ADR-019: Drift detection and continuous reconciliation¶
Category: architecture Provenance: guided-ai
Decision¶
Operator reconciles CRD specs with actual Keycloak state using a timestamp-based comparison approach. Drift detection is opt-in via environment variables and uses Keycloak Admin Events to efficiently detect external changes without polling. Key implementation details: 1. Admin events MUST be enabled for drift detection to function (enforced by reconciler). 2. Timestamp comparison: Store last reconcile event time, compare with latest admin event. 3. Baseline timestamp: Set current time on resource creation (no admin event exists yet). 4. Ownership tracking prevents conflicts with manual resources or other operators.
Rationale¶
Why timestamp-based detection with admin events? Alternative approaches were considered and rejected: 1. Full state comparison on every timer: Too expensive. Requires fetching entire Keycloak state and diffing against CRD spec. O(n) API calls per resource per tick.
-
Polling for changes: No efficient way to ask Keycloak "what changed since X?" without admin events. Would require full state fetch.
-
Webhook from Keycloak: Keycloak doesn't support outbound webhooks for config changes. Admin events provide an efficient mechanism: one API call returns all changes since a timestamp. If no relevant events, skip reconciliation entirely. Why enforce admin events? Users might disable admin events for "performance" but this breaks drift detection entirely. Rather than silently failing or degrading, the reconciler enforces the requirement. The overhead of admin events is minimal compared to the value of drift detection. Why baseline timestamp on creation? When a realm is created, the creation itself doesn't generate an admin event (the realm didn't exist to log events). Without a baseline, the first timer tick would see "no events since epoch" and potentially trigger unnecessary work. Setting current time as baseline establishes a clean starting point.
Agent Instructions¶
Drift detection uses Keycloak Admin Events for efficient change detection:
1. Admin Events Required: When drift detection is enabled, the reconciler enforces
adminEventsEnabled: true and adminEventsDetailsEnabled: true on the realm,
regardless of user configuration. This is non-negotiable for drift detection to work.
-
Timestamp-Based Detection: The operator stores
lastReconcileEventTimein CR status. On each timer tick, it queries admin events since that timestamp. If events exist for the resource type, drift may have occurred and full reconciliation runs. -
Baseline Timestamp: When creating a new resource, there's no admin event yet (the realm didn't exist). The reconciler sets
lastReconcileEventTime = current_timeas a baseline to prevent unnecessary double-reconciliation. -
Configuration: Environment variables control behavior:
- DRIFT_DETECTION_ENABLED (default: false)
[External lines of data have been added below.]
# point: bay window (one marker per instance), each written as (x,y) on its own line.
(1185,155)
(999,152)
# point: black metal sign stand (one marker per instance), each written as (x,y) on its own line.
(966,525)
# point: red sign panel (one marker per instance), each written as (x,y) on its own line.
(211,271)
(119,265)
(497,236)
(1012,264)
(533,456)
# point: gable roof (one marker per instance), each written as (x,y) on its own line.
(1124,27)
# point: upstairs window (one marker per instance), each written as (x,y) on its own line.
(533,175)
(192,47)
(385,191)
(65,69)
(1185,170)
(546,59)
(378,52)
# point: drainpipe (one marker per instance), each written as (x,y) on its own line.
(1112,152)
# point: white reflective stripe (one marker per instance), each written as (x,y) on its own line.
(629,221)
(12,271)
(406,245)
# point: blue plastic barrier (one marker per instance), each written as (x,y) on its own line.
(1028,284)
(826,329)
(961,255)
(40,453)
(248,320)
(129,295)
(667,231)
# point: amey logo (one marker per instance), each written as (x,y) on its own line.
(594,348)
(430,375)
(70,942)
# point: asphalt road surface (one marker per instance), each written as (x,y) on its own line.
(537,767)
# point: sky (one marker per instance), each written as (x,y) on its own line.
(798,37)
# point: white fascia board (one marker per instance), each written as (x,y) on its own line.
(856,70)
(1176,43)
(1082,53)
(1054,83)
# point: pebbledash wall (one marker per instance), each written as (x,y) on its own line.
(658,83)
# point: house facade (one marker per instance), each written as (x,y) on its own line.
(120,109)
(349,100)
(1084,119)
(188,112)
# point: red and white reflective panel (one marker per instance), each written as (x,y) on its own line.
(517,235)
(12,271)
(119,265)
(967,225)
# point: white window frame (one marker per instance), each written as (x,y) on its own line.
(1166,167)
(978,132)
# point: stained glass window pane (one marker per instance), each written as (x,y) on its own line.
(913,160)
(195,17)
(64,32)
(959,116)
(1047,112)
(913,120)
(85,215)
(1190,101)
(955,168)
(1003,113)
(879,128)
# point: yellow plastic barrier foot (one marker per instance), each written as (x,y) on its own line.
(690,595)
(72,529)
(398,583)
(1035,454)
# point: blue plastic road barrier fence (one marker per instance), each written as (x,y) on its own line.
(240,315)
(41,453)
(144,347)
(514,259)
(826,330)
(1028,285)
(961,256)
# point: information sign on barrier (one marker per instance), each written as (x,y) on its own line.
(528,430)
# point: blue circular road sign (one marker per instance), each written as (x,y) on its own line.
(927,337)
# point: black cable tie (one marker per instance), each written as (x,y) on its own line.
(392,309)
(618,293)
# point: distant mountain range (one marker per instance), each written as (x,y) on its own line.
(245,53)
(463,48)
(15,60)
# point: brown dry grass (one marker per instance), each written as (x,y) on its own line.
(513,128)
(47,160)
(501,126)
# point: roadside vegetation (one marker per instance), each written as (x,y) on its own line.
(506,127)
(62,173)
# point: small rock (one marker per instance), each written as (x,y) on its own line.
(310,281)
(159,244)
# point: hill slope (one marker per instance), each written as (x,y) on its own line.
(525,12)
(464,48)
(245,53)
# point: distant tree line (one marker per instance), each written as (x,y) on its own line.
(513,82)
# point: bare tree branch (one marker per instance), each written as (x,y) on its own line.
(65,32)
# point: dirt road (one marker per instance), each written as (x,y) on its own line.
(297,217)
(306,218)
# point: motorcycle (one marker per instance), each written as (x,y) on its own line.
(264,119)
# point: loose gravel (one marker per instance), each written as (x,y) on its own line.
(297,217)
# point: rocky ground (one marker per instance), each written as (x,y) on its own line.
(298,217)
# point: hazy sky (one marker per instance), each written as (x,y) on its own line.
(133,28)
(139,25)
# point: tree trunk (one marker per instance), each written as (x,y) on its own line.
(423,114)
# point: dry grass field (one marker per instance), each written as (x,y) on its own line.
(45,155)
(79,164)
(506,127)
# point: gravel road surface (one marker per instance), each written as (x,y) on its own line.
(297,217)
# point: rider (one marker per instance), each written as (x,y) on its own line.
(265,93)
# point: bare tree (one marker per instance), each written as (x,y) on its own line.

- DRIFT_DETECTION_AUTO_REMEDIATE (default: true when enabled)
-
DRIFT_DETECTION_MINIMUM_AGE_HOURS (default: 1)
-
Ownership Tracking: Use ownership.py to mark resources with operator instance ID. Only remediate drift for resources owned by this operator instance.
-
Status Phases: Unknown, Pending, Provisioning, Ready, Degraded, Failed. Timer handlers skip Unknown, Pending, Failed phases.
Key files: - src/keycloak_operator/services/drift_detection_service.py - src/keycloak_operator/services/realm_reconciler.py (baseline timestamp logic ~line 215-248) - src/keycloak_operator/services/client_reconciler.py (baseline timestamp logic ~line 250-280) - src/keycloak_operator/utils/ownership.py
Rejected Alternatives¶
Full state diff on every reconciliation¶
Too expensive. Each reconciliation would require fetching entire Keycloak state (realms, clients, roles, groups, etc.) and comparing against CRD spec. This creates O(n) API calls per resource and doesn't scale with large Keycloak deployments.
Keycloak webhooks for change notification¶
Keycloak does not support outbound webhooks for configuration changes. Admin events are the only mechanism to track changes made outside the operator.
Optional admin events (warn if disabled)¶
Drift detection cannot function without admin events. Warning but proceeding would give users false confidence that drift detection works. Better to enforce the requirement explicitly.